Exosomal miRNA plays a key role in tumor angiogenesis [22]. Therefore, we used miRNA microarray analysis to explore the potential of exosomal miRNA in PABPC1-induced angiogenesis and identified miR-21-5p as the top candidate upregulated in exosomes from PABPC1-overexpressing cells, following comparison of exosomes from PABPC1-transfected cells and control cells (Fig. 6D and S8B, C). We initially confirmed that PABPC1 and IFI27 could mediate the expression of miR-21-5p in ESCC cells (Fig. 6E), and then we extracted exosomes from ESCC cells transfected with Cy3-labeled miR-21-5p mimics, and added the exosomes to HUVECs. Exosomal miR-21-5p could be taken by HUVECs and promote tube formation of HUVECs, indicating that ESCC cell-derived exosomal miR-21-5p could induce angiogenesis (Fig. 6F and S8D). Further investigation revealed that knockdown of PABPC1 decreased the level of miR-21-5p in ESCC cell-derived exosomes, as detected by qPCR (Fig. 6G). Additionally, knockdown of PABPC1 inhibited the process of exosomal miR-21-5p transfer from ESCC cells to HUVEC (Fig. 6H). To explore how PABPC1 mediated exosomal miR-21-5p, we analyzed the specific interaction between the miR-21-5p sequence and PABPC1 motifs (ACUGAUG) by using the database of RBP specificities (RBPDB, http://​rbpdb.​ccbr.​utoronto.​ca/​; threshold 0.6). MiRNA pull-down assays revealed that there was significant binding between miR-21-5p and PABPC1 in the cytoplasm and in exosomes. However, this binding could be impaired by mutating the binding sequence of miR-21-5p (Fig. 6I). Thus, we speculated that PABPC1 may mediate the process of miR-21-5p packaging into exosomes. RIP assays further demonstrated that miR-21-5p was more enriched in the PABPC1 antibody group than in the IgG group, both in ESCC cells and their exosomal lysates (Fig. 6J). Therefore, we demonstrated that PABPC1 could stimulate angiogenesis by mediating miR-21-5p expression and promoting exosomal miR-21-5p packaging for release and targeting of endothelial cells.
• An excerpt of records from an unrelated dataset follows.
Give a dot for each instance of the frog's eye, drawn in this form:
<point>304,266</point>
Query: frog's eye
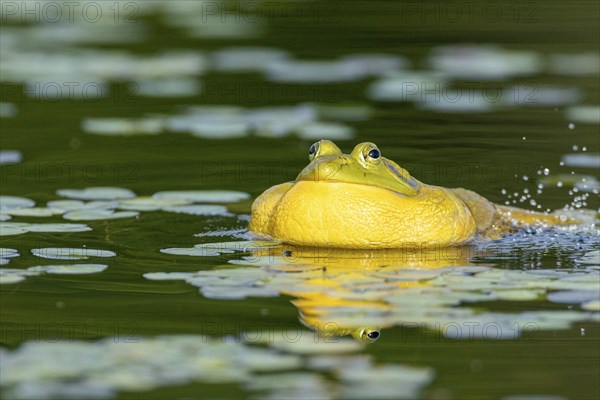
<point>371,154</point>
<point>313,150</point>
<point>374,154</point>
<point>370,335</point>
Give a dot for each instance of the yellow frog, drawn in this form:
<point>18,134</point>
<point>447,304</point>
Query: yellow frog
<point>363,200</point>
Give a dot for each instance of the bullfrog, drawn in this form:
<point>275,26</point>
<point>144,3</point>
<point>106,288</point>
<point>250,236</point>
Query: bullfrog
<point>363,200</point>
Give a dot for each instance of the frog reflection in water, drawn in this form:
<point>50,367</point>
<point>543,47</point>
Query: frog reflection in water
<point>366,201</point>
<point>340,292</point>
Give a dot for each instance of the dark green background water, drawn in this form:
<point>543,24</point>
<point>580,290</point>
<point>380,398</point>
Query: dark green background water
<point>438,148</point>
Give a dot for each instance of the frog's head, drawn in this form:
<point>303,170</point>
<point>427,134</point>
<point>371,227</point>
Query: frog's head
<point>366,335</point>
<point>364,166</point>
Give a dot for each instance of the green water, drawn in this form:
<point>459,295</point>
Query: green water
<point>480,151</point>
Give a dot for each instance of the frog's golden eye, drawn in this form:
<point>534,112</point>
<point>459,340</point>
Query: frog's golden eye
<point>371,154</point>
<point>313,150</point>
<point>370,335</point>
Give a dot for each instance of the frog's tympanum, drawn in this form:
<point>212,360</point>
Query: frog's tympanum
<point>363,200</point>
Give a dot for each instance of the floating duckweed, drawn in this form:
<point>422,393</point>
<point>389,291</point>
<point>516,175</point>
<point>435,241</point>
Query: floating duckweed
<point>588,160</point>
<point>167,276</point>
<point>287,381</point>
<point>58,228</point>
<point>98,214</point>
<point>151,203</point>
<point>583,114</point>
<point>97,193</point>
<point>165,87</point>
<point>12,228</point>
<point>102,368</point>
<point>383,296</point>
<point>204,196</point>
<point>543,96</point>
<point>198,209</point>
<point>8,253</point>
<point>58,253</point>
<point>311,72</point>
<point>332,131</point>
<point>243,59</point>
<point>533,397</point>
<point>311,343</point>
<point>456,101</point>
<point>406,85</point>
<point>348,112</point>
<point>32,212</point>
<point>10,279</point>
<point>474,62</point>
<point>122,127</point>
<point>591,258</point>
<point>384,382</point>
<point>72,205</point>
<point>593,305</point>
<point>13,202</point>
<point>10,276</point>
<point>10,156</point>
<point>220,129</point>
<point>185,251</point>
<point>70,268</point>
<point>574,296</point>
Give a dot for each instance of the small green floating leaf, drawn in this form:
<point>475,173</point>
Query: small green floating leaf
<point>98,214</point>
<point>593,305</point>
<point>585,114</point>
<point>8,253</point>
<point>591,258</point>
<point>329,130</point>
<point>70,268</point>
<point>76,205</point>
<point>58,228</point>
<point>189,251</point>
<point>151,203</point>
<point>167,276</point>
<point>517,295</point>
<point>12,228</point>
<point>97,193</point>
<point>243,246</point>
<point>204,196</point>
<point>11,202</point>
<point>574,296</point>
<point>198,209</point>
<point>122,126</point>
<point>33,212</point>
<point>58,253</point>
<point>306,342</point>
<point>10,279</point>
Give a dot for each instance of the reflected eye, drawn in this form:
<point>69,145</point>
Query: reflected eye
<point>370,335</point>
<point>374,154</point>
<point>373,335</point>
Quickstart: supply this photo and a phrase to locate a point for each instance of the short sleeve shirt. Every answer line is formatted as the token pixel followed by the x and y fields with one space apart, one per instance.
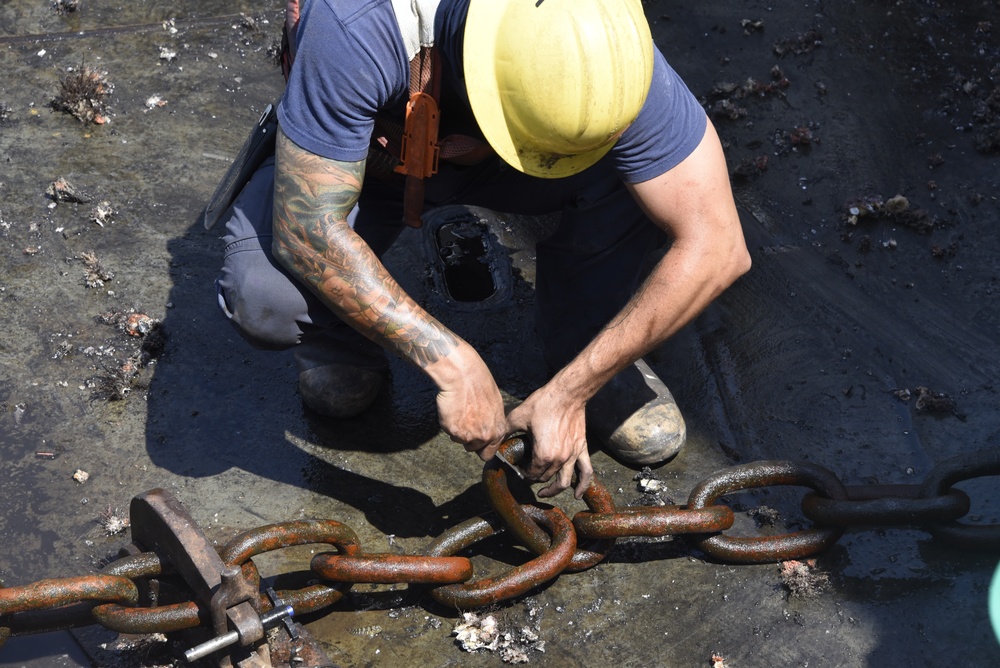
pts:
pixel 350 65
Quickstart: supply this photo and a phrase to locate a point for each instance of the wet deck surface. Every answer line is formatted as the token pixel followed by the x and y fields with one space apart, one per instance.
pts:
pixel 803 359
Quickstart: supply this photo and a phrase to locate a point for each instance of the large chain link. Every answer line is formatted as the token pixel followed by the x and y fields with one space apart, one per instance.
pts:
pixel 120 597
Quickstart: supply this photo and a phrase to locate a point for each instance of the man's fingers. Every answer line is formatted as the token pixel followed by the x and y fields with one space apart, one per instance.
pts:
pixel 585 473
pixel 562 482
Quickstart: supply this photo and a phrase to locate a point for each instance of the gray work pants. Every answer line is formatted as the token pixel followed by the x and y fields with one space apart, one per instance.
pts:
pixel 586 269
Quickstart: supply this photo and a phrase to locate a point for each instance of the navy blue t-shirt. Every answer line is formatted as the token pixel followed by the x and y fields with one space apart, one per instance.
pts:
pixel 351 64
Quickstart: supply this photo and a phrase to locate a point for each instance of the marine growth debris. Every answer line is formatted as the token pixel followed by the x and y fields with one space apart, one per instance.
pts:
pixel 487 633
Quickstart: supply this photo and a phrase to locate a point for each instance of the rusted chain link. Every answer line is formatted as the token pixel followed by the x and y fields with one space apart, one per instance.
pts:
pixel 939 481
pixel 520 579
pixel 763 549
pixel 123 598
pixel 517 520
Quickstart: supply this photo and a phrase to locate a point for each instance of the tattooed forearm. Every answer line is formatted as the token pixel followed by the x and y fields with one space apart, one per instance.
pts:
pixel 312 239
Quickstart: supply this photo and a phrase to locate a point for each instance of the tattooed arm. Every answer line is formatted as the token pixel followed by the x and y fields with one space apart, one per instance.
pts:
pixel 313 240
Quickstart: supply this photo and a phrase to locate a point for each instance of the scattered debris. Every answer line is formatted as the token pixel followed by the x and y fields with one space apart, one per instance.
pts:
pixel 84 95
pixel 62 190
pixel 114 521
pixel 896 210
pixel 934 402
pixel 719 102
pixel 65 6
pixel 801 579
pixel 103 213
pixel 154 101
pixel 367 631
pixel 117 381
pixel 652 488
pixel 764 516
pixel 96 275
pixel 800 44
pixel 475 633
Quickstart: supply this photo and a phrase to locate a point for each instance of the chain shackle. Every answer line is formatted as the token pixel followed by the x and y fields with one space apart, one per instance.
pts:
pixel 885 505
pixel 517 520
pixel 518 580
pixel 956 469
pixel 767 549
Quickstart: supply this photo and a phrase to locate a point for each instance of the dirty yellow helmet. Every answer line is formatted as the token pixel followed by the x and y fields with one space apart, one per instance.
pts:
pixel 554 83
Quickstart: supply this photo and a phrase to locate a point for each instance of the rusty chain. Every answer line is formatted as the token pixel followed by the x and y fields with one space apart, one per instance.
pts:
pixel 138 593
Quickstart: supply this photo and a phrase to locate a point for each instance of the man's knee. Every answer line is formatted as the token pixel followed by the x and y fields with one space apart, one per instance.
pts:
pixel 268 319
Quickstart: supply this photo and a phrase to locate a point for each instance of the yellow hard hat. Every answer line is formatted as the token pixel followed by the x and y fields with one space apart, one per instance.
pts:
pixel 554 83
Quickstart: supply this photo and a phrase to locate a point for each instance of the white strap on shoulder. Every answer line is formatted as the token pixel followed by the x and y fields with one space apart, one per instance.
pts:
pixel 416 23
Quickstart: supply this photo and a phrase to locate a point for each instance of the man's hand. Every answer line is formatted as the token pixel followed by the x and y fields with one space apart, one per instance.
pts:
pixel 470 407
pixel 557 425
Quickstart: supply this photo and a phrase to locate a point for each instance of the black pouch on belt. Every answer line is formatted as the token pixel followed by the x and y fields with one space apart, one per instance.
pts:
pixel 258 147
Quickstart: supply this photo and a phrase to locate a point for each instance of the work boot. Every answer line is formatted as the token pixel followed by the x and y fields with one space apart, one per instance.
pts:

To analyze the mechanisms of regulated exosomes in controlling tumor angiogenesis, we performed RNA-seq to identify DEG profile and signaling pathways in HUVECs incubated with exosomes derived from PABPC1-overexpressing or control KYSE150 cells. KEGG and GO analyses of genes potentially regulated by exosomes revealed significant alternations in the cytokine-cytokine receptor signaling pathway (Fig. 7A). The top DEGs are shown in Fig. 7B. Numerous studies have shown that chemokine (C-X-C motif) ligand 10 (CXCL10), a target of miR-21-5p, is a key mediator in tumor angiostasis [23]. Western blotting and ELISA for CXCL10 showed a significant decrease in the expression of CXCL10 in HUVECs treated with exosomes derived from PABPC1-overexpressing cells (Fig. 7C, D). Bioinformatics predicted that CXCL10 was a putative direct miR-21-5p target. Using 3′ UTR luciferase reporter assays, we found that miR-21-5p overexpression inhibited luciferase activity in KYSE150 cells expressing wild-type CXCL10 3′ UTR reporters, whereas mutated miR-21-5p specifically abolished this suppression (Fig. 7E). Real-time PCR analysis revealed that a miR-21-5p mimic also inhibited CXCL10 expression in HUVEC cells, whereas a miR-21-5p inhibitor exhibited the opposite effect (Fig. 7F). Furthermore, the tube formation and cell migration of HUVECs treated with exosomal-miR-21-5p could be successfully halted by overexpressing CXCL10 (Fig. 7G).